The Fond du Lac band perhaps best summed up the tribal position in a PUC filing: "Even if the existing Line 3 were taken completely offline and not 'replaced' by the expansion proposal, there is more than enough oil coming into Minnesota markets from other pipelines."
The Commerce Department, which represents the public interest in matters before the PUC, came to a similar conclusion last month.
Enbridge's proposed new Line 3 would cross some lake country that has no oil pipelines, including near the town of East Lake in Aitkin County, where the Goodskys live. The couple are both members of the Mille Lacs Band of Ojibwe.
Harvey Goodsky, 27, has been wild ricing for about five years, Morningstar, 30, for a bit longer. On a recent morning they set out on Rice Lake, a hardwood-ringed gem tucked into a national wildlife refuge. Harvey propelled the canoe with a 12-foot cedar-hewn pole, gliding through a green thicket, while Morningstar pulled stalks of rice into the canoe with one cedar "knocker," batting out the grains with another.
"This is home for us, and this is the most important place for us," Harvey Goodsky said.
The Goodskys harvest rice in several places, including the Mississippi River and Big Sandy Lake. Under Enbridge's proposal, Line 3 would run between Rice Lake, 6.25 miles away, and Big Sandy, 3.3 miles away.
The company says it's highly unlikely that oil from a spill could reach Rice Lake since the pipeline would cross only 100 yards of the lake's watershed.
Big Sandy is in a different watershed, and it could be "hydrologically connected" to a pipeline spill, Enbridge acknowledged. "Hydrologically connected" means that it's "theoretically possible" for oil from a leak to reach a lake because it's downstream from the pipeline, according to the company.
Ray Wuolo, Enbridge's senior hydrogeologist, said that 215 lakes would be hydrologically connected over the pipeline's proposed 340-mile route — 2.8 percent of all lakes in the 15 major watersheds in Minnesota crossed by a new Line 3. Of those, 36 lakes would be the "first lake downstream" from any spill; 89 would be connected by wetlands or topography.
Enbridge says that many hydrologically connected lakes would not be reached by a spill because the oil would be blocked by soil and vegetation or an emergency response effort. Eberth said the company believes the pipeline's threat to wild rice lakes — or any water bodies — is "being overstated."
Following a prophecy
For America Indians, wild rice — "manoomin" in Ojibwe — is more than just food.
"It's fundamental to the Anishinaabe existence," said Joe Plumer, attorney for the White Earth Nation. "That's how we ended up here, because the prophecies said we needed to go where the food grows on the water," he said of the ancient Ojibwe migration westward to what's now Minnesota.
The Commerce Department, in its environmental assessment of Line 3, noted the cultural importance of wild rice lakes.
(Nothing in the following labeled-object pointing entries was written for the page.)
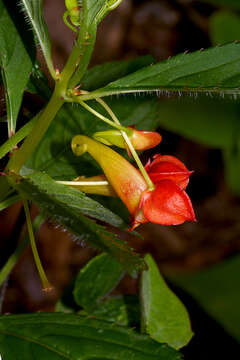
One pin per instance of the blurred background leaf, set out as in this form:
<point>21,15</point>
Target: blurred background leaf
<point>217,290</point>
<point>224,27</point>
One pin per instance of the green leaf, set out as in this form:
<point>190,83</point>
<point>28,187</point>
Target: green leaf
<point>68,206</point>
<point>101,75</point>
<point>16,58</point>
<point>34,12</point>
<point>164,316</point>
<point>73,198</point>
<point>217,290</point>
<point>54,154</point>
<point>214,70</point>
<point>227,3</point>
<point>9,201</point>
<point>96,280</point>
<point>122,310</point>
<point>211,122</point>
<point>67,336</point>
<point>224,27</point>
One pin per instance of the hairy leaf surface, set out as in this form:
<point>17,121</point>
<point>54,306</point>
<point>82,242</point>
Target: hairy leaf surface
<point>68,206</point>
<point>164,316</point>
<point>34,12</point>
<point>96,280</point>
<point>16,56</point>
<point>67,336</point>
<point>214,70</point>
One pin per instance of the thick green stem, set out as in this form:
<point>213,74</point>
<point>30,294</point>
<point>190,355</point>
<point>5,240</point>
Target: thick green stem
<point>97,114</point>
<point>129,144</point>
<point>16,138</point>
<point>45,283</point>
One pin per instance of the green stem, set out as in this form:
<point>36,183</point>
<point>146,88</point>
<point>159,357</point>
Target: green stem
<point>129,144</point>
<point>45,283</point>
<point>97,114</point>
<point>7,268</point>
<point>83,183</point>
<point>16,138</point>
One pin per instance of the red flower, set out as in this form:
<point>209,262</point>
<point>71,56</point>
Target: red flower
<point>168,167</point>
<point>166,204</point>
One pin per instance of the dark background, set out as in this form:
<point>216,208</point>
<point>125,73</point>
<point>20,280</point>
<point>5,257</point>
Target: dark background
<point>160,28</point>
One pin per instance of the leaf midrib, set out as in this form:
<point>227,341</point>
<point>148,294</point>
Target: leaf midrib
<point>32,340</point>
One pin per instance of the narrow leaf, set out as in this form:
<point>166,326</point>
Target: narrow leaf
<point>214,70</point>
<point>211,122</point>
<point>96,280</point>
<point>15,60</point>
<point>68,206</point>
<point>164,316</point>
<point>67,336</point>
<point>34,12</point>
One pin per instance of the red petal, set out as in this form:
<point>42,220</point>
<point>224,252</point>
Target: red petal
<point>143,140</point>
<point>168,167</point>
<point>167,204</point>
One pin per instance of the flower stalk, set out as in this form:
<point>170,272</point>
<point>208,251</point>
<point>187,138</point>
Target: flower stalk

"Tribal members believe manoomin is priceless; it nourishes the soul, community and bodies of the Anishinaabe," the assessment said, quoting a tribal elder. The report also said the "tribes are very concerned about accidental spills."
Since 2002, Enbridge's pipelines in Minnesota have sprung 60 leaks, but the company's spills in recent years have involved relatively small amounts of oil, according to a Star Tribune analysis of federal pipeline safety data.
"I understand the need for oil, but it's important that people look at the destruction that could happen from an accident," said veteran wild ricer Jason Barber of Duluth as he finished a harvesting expedition on Rice Lake.
"There is no 100 percent safe pipeline."